Re: Need to run CLUSTER to keep performance

From: Heikki Linnakangas <heikki(at)enterprisedb(dot)com>
To: Rafael Martinez <r(dot)m(dot)guerrero(at)usit(dot)uio(dot)no>
Cc: pgsql-performance(at)postgresql(dot)org
Subject: Re: Need to run CLUSTER to keep performance
Date: 2007-11-08 11:12:07
Message-ID: 4732EF07.3060807@enterprisedb.com
Views: Raw Message | Whole Thread | Download mbox | Resend email
Thread:
Lists: pgsql-performance

Rafael Martinez wrote:
> This is a question about something we have seen sometimes in the last
> months. It happens with tables with a large amount of updates/selects
> compared with the amount of inserts/deletes. The sizes of these tables
> are small and the amount of rows too.
>
> The 'problem' is that performance decrease during the day and the only
> thing that helps is to run CLUSTER on the table with problems.
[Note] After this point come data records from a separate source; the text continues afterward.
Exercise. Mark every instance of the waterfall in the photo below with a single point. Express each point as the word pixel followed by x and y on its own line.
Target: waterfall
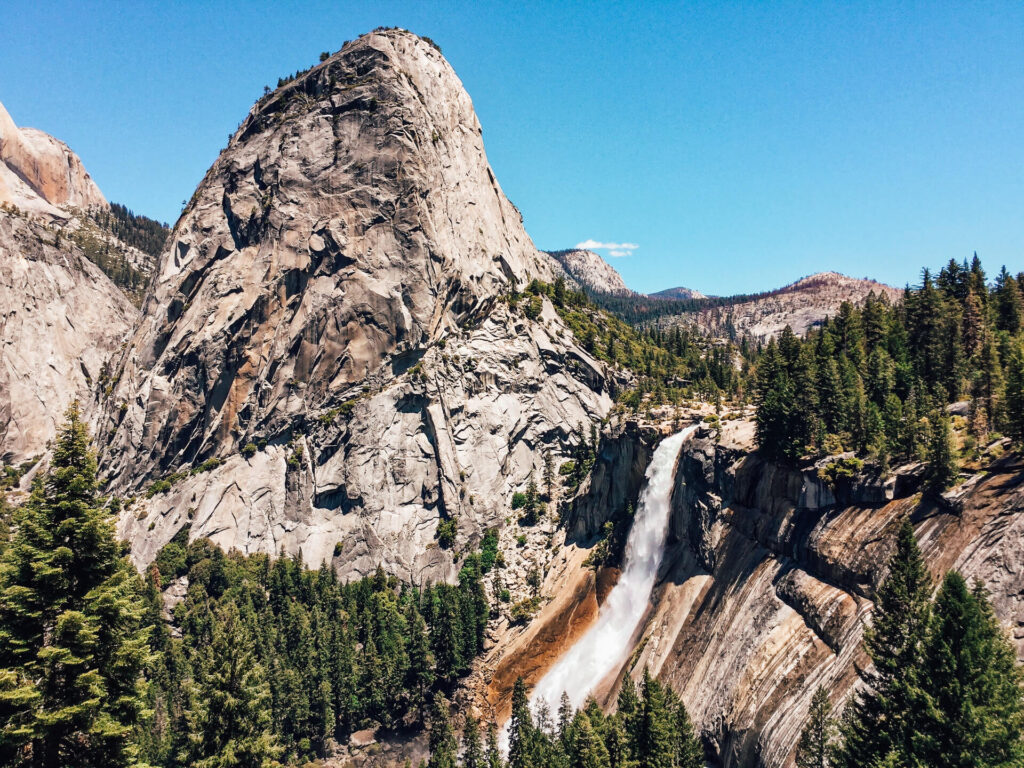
pixel 606 644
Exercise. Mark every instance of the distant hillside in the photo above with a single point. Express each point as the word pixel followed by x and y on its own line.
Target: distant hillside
pixel 678 293
pixel 801 305
pixel 591 271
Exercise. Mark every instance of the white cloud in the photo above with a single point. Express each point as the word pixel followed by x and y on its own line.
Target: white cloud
pixel 617 249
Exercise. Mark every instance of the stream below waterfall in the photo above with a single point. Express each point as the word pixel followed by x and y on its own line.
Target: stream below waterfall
pixel 606 644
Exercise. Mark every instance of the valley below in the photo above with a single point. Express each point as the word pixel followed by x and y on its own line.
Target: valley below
pixel 383 470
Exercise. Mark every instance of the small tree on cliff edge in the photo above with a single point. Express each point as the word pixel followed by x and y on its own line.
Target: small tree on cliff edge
pixel 880 720
pixel 815 745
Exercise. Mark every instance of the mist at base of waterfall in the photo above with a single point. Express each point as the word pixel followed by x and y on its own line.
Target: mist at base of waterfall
pixel 606 644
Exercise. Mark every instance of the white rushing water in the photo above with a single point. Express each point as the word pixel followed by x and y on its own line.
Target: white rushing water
pixel 606 644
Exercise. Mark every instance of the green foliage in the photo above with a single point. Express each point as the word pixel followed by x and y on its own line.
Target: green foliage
pixel 448 528
pixel 878 719
pixel 873 377
pixel 941 463
pixel 816 743
pixel 442 743
pixel 671 364
pixel 945 688
pixel 841 469
pixel 227 715
pixel 322 658
pixel 649 728
pixel 73 642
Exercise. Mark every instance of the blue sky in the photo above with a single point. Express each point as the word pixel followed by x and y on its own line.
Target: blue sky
pixel 737 145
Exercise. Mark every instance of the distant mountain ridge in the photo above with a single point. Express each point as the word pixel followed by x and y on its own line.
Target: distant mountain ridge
pixel 678 293
pixel 592 271
pixel 801 305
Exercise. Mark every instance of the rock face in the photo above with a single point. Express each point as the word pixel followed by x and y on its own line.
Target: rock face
pixel 770 581
pixel 40 174
pixel 800 305
pixel 591 271
pixel 61 321
pixel 333 296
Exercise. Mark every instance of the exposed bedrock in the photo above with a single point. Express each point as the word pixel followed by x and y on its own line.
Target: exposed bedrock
pixel 768 583
pixel 334 297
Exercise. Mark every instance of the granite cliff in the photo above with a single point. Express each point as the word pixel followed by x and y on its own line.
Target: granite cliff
pixel 767 581
pixel 327 332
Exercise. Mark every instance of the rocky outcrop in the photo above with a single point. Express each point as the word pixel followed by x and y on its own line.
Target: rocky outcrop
pixel 768 586
pixel 801 305
pixel 334 297
pixel 591 271
pixel 678 293
pixel 614 481
pixel 61 322
pixel 40 174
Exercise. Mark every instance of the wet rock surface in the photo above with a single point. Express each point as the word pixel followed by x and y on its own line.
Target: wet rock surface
pixel 769 583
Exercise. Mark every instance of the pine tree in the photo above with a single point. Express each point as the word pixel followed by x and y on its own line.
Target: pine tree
pixel 655 738
pixel 941 469
pixel 689 752
pixel 520 728
pixel 72 639
pixel 880 719
pixel 1009 304
pixel 588 750
pixel 815 747
pixel 421 660
pixel 472 749
pixel 974 716
pixel 629 710
pixel 494 751
pixel 1015 393
pixel 442 744
pixel 228 715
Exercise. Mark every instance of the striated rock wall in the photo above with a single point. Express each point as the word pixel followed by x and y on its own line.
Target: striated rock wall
pixel 334 295
pixel 614 480
pixel 768 586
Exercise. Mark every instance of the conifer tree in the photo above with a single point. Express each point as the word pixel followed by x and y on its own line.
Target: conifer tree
pixel 689 752
pixel 655 738
pixel 880 719
pixel 72 640
pixel 442 744
pixel 472 749
pixel 974 716
pixel 495 759
pixel 1015 393
pixel 941 469
pixel 1009 303
pixel 588 750
pixel 228 715
pixel 629 710
pixel 815 747
pixel 520 728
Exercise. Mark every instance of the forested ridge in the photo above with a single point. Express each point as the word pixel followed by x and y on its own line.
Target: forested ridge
pixel 877 379
pixel 266 663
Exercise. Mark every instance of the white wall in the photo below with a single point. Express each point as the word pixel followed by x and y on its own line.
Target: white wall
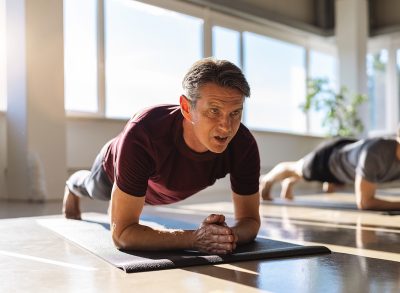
pixel 85 137
pixel 3 152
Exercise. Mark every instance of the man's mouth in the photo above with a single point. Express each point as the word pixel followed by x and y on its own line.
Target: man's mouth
pixel 221 139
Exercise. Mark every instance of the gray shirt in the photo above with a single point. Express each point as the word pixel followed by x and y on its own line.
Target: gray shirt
pixel 374 159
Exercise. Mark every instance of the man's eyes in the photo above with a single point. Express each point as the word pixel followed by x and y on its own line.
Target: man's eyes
pixel 236 113
pixel 215 112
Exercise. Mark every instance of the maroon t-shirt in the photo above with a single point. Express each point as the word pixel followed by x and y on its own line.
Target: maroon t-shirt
pixel 150 158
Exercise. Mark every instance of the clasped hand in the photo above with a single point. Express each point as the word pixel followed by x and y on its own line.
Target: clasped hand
pixel 214 236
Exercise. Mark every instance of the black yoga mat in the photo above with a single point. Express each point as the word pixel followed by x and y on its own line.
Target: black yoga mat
pixel 323 204
pixel 93 234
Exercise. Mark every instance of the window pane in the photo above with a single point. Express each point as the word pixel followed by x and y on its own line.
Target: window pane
pixel 148 51
pixel 398 77
pixel 3 81
pixel 276 74
pixel 321 66
pixel 226 44
pixel 80 45
pixel 376 72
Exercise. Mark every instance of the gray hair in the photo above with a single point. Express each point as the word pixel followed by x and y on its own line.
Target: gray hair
pixel 220 72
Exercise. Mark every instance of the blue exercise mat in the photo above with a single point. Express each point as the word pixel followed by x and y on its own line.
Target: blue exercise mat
pixel 93 234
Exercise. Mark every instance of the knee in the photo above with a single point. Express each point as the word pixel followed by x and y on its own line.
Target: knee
pixel 366 204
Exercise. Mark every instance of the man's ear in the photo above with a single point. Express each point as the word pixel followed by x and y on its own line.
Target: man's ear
pixel 185 107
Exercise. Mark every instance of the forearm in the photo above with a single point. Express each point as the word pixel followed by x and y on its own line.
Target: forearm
pixel 246 229
pixel 380 205
pixel 140 237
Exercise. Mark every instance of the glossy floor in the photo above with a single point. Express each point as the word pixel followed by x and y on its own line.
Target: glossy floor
pixel 365 255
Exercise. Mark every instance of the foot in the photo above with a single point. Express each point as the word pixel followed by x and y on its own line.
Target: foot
pixel 265 188
pixel 287 190
pixel 71 209
pixel 328 187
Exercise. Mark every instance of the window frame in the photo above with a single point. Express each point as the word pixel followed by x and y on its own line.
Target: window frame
pixel 212 18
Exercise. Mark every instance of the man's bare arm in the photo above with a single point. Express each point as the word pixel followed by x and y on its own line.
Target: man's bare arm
pixel 127 233
pixel 366 200
pixel 247 216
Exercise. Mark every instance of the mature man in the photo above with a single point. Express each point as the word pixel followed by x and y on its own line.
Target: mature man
pixel 167 153
pixel 364 163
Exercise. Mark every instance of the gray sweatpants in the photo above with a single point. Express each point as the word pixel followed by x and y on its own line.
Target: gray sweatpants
pixel 94 183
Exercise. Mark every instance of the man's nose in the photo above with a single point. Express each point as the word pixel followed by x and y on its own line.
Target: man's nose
pixel 225 123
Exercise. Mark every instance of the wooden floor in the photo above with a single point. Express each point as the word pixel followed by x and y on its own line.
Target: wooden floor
pixel 365 254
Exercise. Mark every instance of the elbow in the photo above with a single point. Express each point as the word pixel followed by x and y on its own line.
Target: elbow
pixel 118 241
pixel 365 204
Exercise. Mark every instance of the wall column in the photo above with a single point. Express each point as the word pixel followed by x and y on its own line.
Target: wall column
pixel 36 143
pixel 351 30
VACUUM
> ANALYZE does not help.
>
> Some information that can help to find out why this happens:
>
> - PostgreSQL version: 8.1.9
>
> ------------------------------------------------------------------------------
> scanorama=# SELECT pg_size_pretty(pg_relation_size('hosts'));
>
> pg_size_pretty
> ----------------
> 12 MB
> ------------------------------------------------------------------------------
> scanorama=# SELECT count(*) FROM hosts ;
>
> count
> -------
> 16402
> ------------------------------------------------------------------------------
> scanorama=# EXPLAIN ANALYZE SELECT * FROM hosts;
>
> Seq Scan on hosts (cost=0.00..2771.56 rows=66756 width=314) (actual
> time=0.008..2013.415 rows=16402 loops=1)
> Total runtime: 2048.486 ms
> ------------------------------------------------------------------------------
> scanorama=# VACUUM ANALYZE ;
> VACUUM
> ------------------------------------------------------------------------------
> scanorama=# EXPLAIN ANALYZE SELECT * FROM hosts;
>
> Seq Scan on hosts (cost=0.00..2718.57 rows=61357 width=314) (actual
> time=0.008..1676.283 rows=16402 loops=1)
> Total runtime: 1700.826 ms
> ------------------------------------------------------------------------------
> scanorama=# CLUSTER hosts_pkey ON hosts ;
> CLUSTER
> ------------------------------------------------------------------------------
> scanorama=# EXPLAIN ANALYZE SELECT * FROM hosts;
>
> Seq Scan on hosts (cost=0.00..680.02 rows=16402 width=314) (actual
> time=0.008..31.205 rows=16402 loops=1)
> Total runtime: 53.635 ms
> ------------------------------------------------------------------------------
> scanorama=# SELECT * from pg_stat_all_tables WHERE relname LIKE 'hosts';
> relid | schemaname | relname | seq_scan | seq_tup_read | idx_scan |
> idx_tup_fetch | n_tup_ins | n_tup_upd | n_tup_del
> --------+------------+---------+----------+--------------+----------+---------------+-----------+-----------+-----------
> 105805 | public | hosts | 1996430 | 32360280252 | 2736391 |
> 3301856 | 948 | 1403325 | 737
>
> The information from pg_stat_all_tables is from the last 20 days.
> ------------------------------------------------------------------------------
> INFO: analyzing "public.hosts"
> INFO: "hosts": scanned 2536 of 2536 pages, containing 16410 live rows
> and 57042 dead rows; 16410 rows in sample, 16410 estimated total rows
> INFO: free space map contains 191299 pages in 786 relations
> DETAIL: A total of 174560 page slots are in use (including overhead).
> 174560 page slots are required to track all free space.
> Current limits are: 2000000 page slots, 4000 relations, using 12131 KB.
> ------------------------------------------------------------------------------
>
> The tables with this 'problem' are not big, so CLUSTER finnish very fast
> and it does not have an impact in the access because of locking. But we
> wonder why this happens.

2 seconds for seq scanning 12 MB worth of data sounds like a lot. Have
you increased shared_buffers from the default? Which operating system
are you using? Shared memory access is known to be slower on Windows.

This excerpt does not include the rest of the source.